---
title: "Exercise 7.30"
author: "Per August Jarval Moen"
date: "26/10/2023"
output: pdf_document
---

```{r setup, include=FALSE}
knitr::opts_chunk$set(echo = TRUE)
```
Let $Y_i$ denote the annual number of shark attacks in Florida, for $i=1,\dots,n=13$.

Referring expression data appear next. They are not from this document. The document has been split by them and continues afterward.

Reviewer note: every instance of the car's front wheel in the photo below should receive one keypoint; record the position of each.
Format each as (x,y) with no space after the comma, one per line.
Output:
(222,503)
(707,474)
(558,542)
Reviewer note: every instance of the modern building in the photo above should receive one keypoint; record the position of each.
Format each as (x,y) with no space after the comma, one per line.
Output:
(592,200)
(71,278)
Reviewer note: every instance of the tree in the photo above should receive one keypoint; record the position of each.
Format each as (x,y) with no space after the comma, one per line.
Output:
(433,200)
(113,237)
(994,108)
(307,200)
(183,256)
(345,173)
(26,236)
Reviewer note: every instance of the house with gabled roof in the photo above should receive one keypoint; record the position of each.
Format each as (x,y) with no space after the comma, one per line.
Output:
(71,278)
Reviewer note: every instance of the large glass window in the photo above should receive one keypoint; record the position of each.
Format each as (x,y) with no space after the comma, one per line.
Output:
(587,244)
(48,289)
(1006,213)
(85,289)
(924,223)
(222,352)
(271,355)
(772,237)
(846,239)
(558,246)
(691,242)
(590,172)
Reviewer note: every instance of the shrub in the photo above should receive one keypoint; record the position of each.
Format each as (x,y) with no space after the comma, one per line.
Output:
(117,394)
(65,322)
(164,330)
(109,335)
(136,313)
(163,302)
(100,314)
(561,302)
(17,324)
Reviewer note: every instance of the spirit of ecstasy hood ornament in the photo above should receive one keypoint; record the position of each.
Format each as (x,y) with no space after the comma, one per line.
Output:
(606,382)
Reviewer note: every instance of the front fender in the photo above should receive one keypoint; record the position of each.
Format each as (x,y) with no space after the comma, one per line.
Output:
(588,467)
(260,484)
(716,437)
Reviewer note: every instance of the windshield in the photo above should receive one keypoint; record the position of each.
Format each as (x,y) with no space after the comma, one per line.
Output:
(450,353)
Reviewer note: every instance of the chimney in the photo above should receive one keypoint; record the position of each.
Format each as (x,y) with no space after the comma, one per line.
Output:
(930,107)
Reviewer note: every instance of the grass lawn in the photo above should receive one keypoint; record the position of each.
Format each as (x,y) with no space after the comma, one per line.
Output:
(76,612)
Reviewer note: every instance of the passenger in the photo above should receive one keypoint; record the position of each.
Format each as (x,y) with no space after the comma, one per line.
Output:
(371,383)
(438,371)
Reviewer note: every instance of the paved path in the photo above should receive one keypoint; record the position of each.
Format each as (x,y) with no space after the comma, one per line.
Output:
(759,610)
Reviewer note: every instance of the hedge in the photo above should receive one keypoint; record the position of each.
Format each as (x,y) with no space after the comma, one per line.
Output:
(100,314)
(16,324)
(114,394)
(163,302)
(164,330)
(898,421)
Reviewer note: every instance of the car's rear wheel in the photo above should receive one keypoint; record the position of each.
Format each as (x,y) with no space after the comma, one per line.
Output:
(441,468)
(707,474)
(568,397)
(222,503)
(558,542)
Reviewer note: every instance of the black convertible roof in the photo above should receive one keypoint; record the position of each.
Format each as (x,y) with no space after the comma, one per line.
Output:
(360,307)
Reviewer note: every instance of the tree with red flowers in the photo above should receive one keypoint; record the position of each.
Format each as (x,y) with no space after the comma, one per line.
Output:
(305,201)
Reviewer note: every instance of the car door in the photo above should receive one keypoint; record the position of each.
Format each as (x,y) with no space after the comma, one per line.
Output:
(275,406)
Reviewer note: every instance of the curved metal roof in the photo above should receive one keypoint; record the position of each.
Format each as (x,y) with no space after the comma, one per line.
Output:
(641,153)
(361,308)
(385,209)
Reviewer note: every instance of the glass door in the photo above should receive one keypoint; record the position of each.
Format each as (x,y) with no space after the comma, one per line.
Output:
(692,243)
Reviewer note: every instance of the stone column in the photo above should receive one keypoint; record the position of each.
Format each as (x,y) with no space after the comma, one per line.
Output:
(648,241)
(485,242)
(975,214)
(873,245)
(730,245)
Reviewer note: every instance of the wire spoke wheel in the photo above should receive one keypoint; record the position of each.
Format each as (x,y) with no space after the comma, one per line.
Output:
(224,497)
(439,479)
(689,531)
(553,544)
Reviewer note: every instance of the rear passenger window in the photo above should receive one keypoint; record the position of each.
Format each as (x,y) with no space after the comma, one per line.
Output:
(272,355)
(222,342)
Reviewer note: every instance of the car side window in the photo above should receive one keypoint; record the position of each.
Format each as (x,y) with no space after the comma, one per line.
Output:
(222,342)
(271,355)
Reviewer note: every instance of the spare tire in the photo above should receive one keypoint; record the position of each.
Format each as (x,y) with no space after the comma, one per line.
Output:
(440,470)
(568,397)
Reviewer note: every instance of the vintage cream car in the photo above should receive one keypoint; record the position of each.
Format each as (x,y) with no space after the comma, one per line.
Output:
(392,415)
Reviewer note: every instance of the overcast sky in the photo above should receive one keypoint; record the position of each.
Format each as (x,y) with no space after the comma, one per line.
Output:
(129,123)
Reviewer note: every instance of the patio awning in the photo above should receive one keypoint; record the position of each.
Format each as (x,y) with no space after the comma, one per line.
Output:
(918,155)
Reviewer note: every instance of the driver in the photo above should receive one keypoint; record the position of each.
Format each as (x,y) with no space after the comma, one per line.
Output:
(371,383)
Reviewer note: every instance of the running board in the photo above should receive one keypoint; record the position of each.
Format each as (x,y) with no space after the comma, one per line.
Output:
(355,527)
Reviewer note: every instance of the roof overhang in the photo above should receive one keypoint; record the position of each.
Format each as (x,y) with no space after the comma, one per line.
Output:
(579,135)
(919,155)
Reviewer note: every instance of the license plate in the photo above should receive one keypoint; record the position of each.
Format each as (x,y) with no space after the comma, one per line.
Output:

We want to test $H_0 : Y_i \overset{\text{ind}}{\sim}{\text{Poisson}}(\mu)$ for some $\mu >0$ versus the alternative hypothesis $H_1 : Y_i \overset{\text{ind}}{\sim}{\text{NegBin}}(\mu, \gamma)$\footnote{Here the negative binomial is parametrized by the mean $\mu>0$ and the "overdispersion" parameter $\gamma>0$, as on page 248 in the book.} for some $\mu>0$ and $\gamma>0$. 
\newline
\newline
The pmf of the negative binomial distribution ${\text{NegBin}}(\mu, \gamma)$ will converge to the pmf of a $\text{Poisson}(\mu)$ as $\gamma \rightarrow 0$. Informally, we have that the Poisson distribution corresponds to a negative binomial distribution with $\gamma =0$. Therefore, the model implied by the null hypothesis $H_0$ is in some sense nested in the model implied by the alternative hypothesis $H_1$. It is therefore reasonable to test the null hypothesis by a likelihood ratio test, as the models are nested in some sense. The likelihood ratio statistic is given by
$$
Z_{\text{LR}} = -2\left\{ \underset{\mu>0}{\sup} \ \ell_{\text{Poisson}}(\mu) -\underset{\mu>0,\gamma>0}{\sup} \ \ell_{\text{NegBin}}(\mu,\gamma)        \right\},
$$
where $\ell_{\text{Poisson}}(\mu)$ is the log-likelihood of the Poisson model given the observed data, and $\ell_{\text{NegBin}}(\mu,\gamma)$ is the log-likelihood of the Negative Binomial model given the observed data. 
\newline
\newline
However, the Negative Binomial distribution is only defined for $\gamma>0$. Hence, $\gamma=0$ lies in the boundary of the parameter space of the Negative Binomial model (the alternative hypothesis), which violates the assumptions of Wilk's Theorem. It turns out that this is not a problem: It can be shown that under $H_0$, 
\begin{equation}
Z_{\text{LR}} \overset{d}{\rightarrow} \frac{1}{2}\delta_0 + \frac{1}{2} \chi_1^2 \quad \text{as } n\rightarrow \infty \label{adist},
\end{equation}
where $\delta_0$ indicates the distribution with a point-mass in zero (it will be zero with probability $1$). So under $H_0$, the likelihood ratio statistic should be $0$ with probability $\frac{1}{2}$ and be distributed as a chi square with probaility $\frac{1}{2}$. To obtain a correct p-value, we can perform the test as if $Z_{\text{LR}}$ is a chi square, and then divide the p-value by two. 
\newline
\newline
So let's try it out. First we load the data and fit the Poisson model:
```{r cache=TRUE}
Y = c(33,29,29,12,17,21,31,28,19,14,11,26,23)
```
We use the R function glm.nb from library MASS to fit the Negative Binomial model. Note that R uses the parameterization $\theta = 1/\gamma$ for the overdispersion parameter. 
```{r cache=TRUE}
library(MASS)
negbin = glm.nb(Y~1)
```
We can test $H_0$ versus $H_1$ by using the function odTest in the pscl library:
```{r cache=TRUE}
library(pscl)
odTest(negbin)
```
The p-value of the likelihood ratio test using the result in \eqref{adist} is $0.005332$. This is very small, so we reject $H_0$ in favor of $H_1$. 
\newline
\newline
Lastly, we check if there is any evidence of a positive linear trend over time. We use a negative binomial model:
```{r cache=TRUE}
Y = c(33,29,29,12,17,21,31,28,19,14,11,26,23)
time = 1:length(Y)
data = data.frame(Y,time)
negbin2 = glm.nb(Y~time,data=data)
summary(negbin2)
```
The estimated coefficient of time is not significantly different from zero, even for one-sided tests. Hence we do not have any evidence that there is any linear trend over time at all.